An accomplished student, Allison Schottenstein currently attends the University of Texas at Austin as a doctoral candidate in the school’s history department. Over the course of her academic career, Allison Schottenstein has been a member of the American Historical Association (AHA).
In pursuit of its mission to promote historical thinking and study, the AHA produces scholarly publications, oversees educational and professional development programs, distributes grants, and hosts its popular Annual Meeting. Registration will soon open for the AHA’s 130th Annual Meeting, which will take place January 7-10, 2016, at several hotels in downtown Atlanta.
Over 4,000 history professionals and scholars are expected to attend the four-day event to network with their peers, share research, and gain new knowledge and insights through a range of educational sessions. In addition, the meeting will feature an exhibit hall, a job center, and a career fair, where attendees can learn about the skills and training needed to build a career in the history field.

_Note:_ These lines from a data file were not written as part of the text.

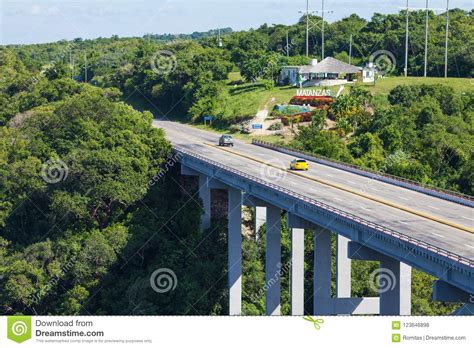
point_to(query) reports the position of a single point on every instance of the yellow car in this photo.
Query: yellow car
(299, 165)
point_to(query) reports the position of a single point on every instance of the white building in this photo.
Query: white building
(328, 72)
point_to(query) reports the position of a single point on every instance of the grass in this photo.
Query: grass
(384, 86)
(249, 98)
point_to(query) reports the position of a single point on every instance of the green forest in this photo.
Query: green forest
(82, 227)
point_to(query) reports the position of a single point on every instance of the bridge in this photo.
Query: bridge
(375, 217)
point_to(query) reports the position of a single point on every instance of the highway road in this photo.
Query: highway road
(441, 223)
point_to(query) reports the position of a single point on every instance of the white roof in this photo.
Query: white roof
(330, 65)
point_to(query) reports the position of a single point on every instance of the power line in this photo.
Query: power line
(446, 46)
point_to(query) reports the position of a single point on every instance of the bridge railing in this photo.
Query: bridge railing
(372, 174)
(382, 229)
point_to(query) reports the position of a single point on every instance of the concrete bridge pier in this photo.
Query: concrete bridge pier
(234, 225)
(445, 292)
(297, 271)
(394, 278)
(205, 196)
(270, 216)
(343, 268)
(260, 218)
(273, 261)
(204, 191)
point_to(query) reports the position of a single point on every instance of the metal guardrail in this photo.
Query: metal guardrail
(339, 212)
(388, 178)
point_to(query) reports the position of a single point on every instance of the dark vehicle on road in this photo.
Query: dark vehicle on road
(226, 140)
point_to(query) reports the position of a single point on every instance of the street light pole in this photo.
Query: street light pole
(350, 50)
(446, 47)
(406, 40)
(426, 38)
(322, 31)
(307, 28)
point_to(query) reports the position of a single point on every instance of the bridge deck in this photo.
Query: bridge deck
(429, 219)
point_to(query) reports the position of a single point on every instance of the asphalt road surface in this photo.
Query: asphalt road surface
(429, 219)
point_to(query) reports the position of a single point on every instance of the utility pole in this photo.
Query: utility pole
(219, 40)
(71, 64)
(426, 38)
(322, 31)
(85, 67)
(446, 47)
(350, 50)
(406, 40)
(323, 26)
(307, 28)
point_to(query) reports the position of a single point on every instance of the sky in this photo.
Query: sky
(27, 21)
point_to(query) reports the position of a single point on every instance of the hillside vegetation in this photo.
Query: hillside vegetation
(92, 203)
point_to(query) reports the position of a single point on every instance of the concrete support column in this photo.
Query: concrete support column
(322, 271)
(273, 261)
(234, 216)
(395, 298)
(394, 278)
(260, 219)
(343, 268)
(297, 271)
(205, 196)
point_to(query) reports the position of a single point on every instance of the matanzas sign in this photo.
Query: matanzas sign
(313, 93)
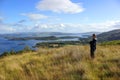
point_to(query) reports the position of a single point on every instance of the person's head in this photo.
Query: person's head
(94, 36)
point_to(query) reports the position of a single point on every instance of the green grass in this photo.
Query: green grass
(65, 63)
(115, 42)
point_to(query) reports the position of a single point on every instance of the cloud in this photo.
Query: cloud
(5, 28)
(22, 21)
(1, 19)
(60, 27)
(34, 16)
(60, 6)
(77, 28)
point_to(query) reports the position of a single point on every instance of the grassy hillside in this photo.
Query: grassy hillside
(65, 63)
(114, 42)
(109, 36)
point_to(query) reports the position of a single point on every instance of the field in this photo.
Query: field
(64, 63)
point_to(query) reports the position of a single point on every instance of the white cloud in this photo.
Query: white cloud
(77, 28)
(34, 16)
(5, 28)
(62, 27)
(59, 6)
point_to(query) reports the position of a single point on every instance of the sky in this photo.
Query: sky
(70, 16)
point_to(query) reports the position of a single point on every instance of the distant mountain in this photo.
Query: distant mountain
(109, 36)
(46, 34)
(34, 34)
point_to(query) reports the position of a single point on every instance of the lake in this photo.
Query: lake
(8, 45)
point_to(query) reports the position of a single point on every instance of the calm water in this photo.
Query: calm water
(7, 45)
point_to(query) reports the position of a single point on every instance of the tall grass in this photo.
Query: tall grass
(65, 63)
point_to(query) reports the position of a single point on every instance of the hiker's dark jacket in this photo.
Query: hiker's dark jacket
(93, 44)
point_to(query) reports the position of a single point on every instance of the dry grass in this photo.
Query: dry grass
(66, 63)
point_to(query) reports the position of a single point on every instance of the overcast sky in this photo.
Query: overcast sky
(72, 16)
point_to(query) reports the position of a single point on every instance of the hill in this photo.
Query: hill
(65, 63)
(109, 36)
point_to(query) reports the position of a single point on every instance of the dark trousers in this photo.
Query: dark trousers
(92, 51)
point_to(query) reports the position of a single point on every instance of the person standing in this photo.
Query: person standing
(93, 46)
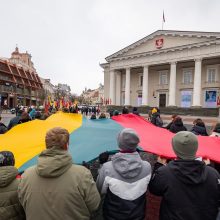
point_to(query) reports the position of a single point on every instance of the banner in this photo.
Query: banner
(186, 98)
(210, 99)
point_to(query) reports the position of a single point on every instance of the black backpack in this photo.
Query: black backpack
(159, 121)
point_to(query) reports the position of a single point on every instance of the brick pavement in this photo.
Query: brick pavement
(187, 119)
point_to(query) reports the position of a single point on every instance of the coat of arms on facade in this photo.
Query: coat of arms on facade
(159, 43)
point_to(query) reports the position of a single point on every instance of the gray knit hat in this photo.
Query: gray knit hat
(185, 145)
(128, 139)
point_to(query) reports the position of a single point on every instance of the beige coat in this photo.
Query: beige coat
(56, 189)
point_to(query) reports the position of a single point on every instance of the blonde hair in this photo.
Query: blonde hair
(58, 137)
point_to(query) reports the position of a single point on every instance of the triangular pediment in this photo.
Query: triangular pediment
(164, 39)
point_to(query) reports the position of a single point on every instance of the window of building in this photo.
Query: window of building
(163, 78)
(211, 75)
(140, 80)
(123, 81)
(187, 77)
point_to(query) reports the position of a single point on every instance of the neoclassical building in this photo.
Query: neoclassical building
(19, 81)
(166, 68)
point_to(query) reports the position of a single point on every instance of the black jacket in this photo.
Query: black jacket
(177, 126)
(3, 128)
(198, 130)
(190, 190)
(14, 121)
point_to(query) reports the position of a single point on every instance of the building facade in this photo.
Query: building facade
(166, 68)
(19, 82)
(49, 88)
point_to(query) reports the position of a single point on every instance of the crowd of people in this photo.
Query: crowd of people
(56, 188)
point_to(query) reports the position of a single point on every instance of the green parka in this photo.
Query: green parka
(56, 189)
(10, 207)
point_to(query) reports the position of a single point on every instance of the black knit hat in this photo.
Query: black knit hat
(128, 139)
(7, 158)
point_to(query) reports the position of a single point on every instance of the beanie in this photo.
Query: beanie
(185, 145)
(154, 110)
(128, 139)
(7, 158)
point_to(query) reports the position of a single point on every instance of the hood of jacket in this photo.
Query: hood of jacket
(199, 130)
(189, 171)
(128, 165)
(53, 162)
(178, 123)
(7, 175)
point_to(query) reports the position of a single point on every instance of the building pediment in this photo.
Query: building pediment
(165, 40)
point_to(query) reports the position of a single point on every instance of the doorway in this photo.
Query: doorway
(162, 100)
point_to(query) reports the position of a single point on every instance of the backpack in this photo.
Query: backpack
(159, 121)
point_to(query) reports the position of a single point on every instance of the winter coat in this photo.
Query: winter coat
(14, 121)
(10, 207)
(177, 126)
(154, 119)
(215, 134)
(124, 180)
(198, 130)
(3, 128)
(56, 189)
(190, 190)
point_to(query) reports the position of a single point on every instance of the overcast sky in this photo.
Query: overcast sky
(69, 38)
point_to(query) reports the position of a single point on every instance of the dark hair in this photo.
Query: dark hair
(25, 116)
(93, 116)
(217, 127)
(7, 158)
(102, 115)
(174, 116)
(37, 115)
(103, 157)
(200, 123)
(178, 121)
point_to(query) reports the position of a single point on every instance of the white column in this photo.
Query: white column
(127, 86)
(197, 83)
(172, 86)
(145, 86)
(118, 88)
(112, 87)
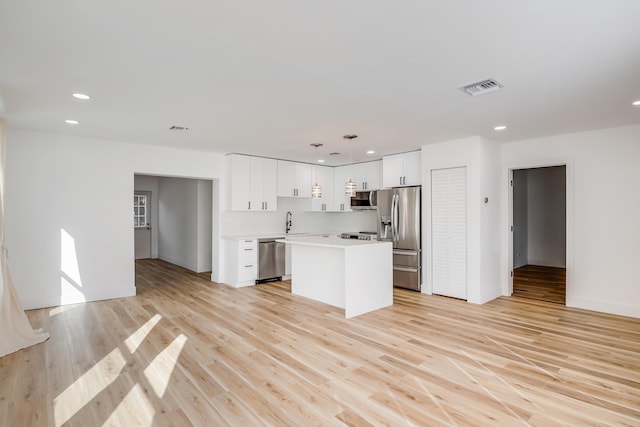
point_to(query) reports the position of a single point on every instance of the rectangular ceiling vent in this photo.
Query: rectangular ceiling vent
(479, 88)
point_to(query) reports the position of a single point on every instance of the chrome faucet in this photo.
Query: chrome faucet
(288, 222)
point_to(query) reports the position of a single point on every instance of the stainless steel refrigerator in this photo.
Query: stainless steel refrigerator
(399, 218)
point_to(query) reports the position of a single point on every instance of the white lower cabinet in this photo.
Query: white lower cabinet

Currently attending the University of Texas at Austin to pursue her doctorate in history, Allison Schottenstein also works as a book reviewer for Pop Matters where she has published eight book reviews. Additionally, she serves as an editor at Scholar Compass based in Cincinnati, Ohio, assisting students with college papers and helping high school students with their college essays. Allison Schottenstein belongs to several historical organizations, one of which is the American Historical Association (AHA).
Founded in 1884, the AHA establishes professional standards for historical training and research. Its members promote professional standards and work to preserve historical documents that tell America’s story.
Each year, the AHA hosts a meeting for its members to converge and share information. The 2016 event, scheduled for January 7 through 10 in Atlanta, Georgia, is the organization’s 130th. Entitled Global Migrations: Empires, Nations, and Neighbors, the meeting will feature exhibits and poster presentations. At the 2015 meeting, attendees listened to speakers discuss the latest in historical scholarship and practice. There were almost 300 sessions held at this annual meeting, which occurred in New York.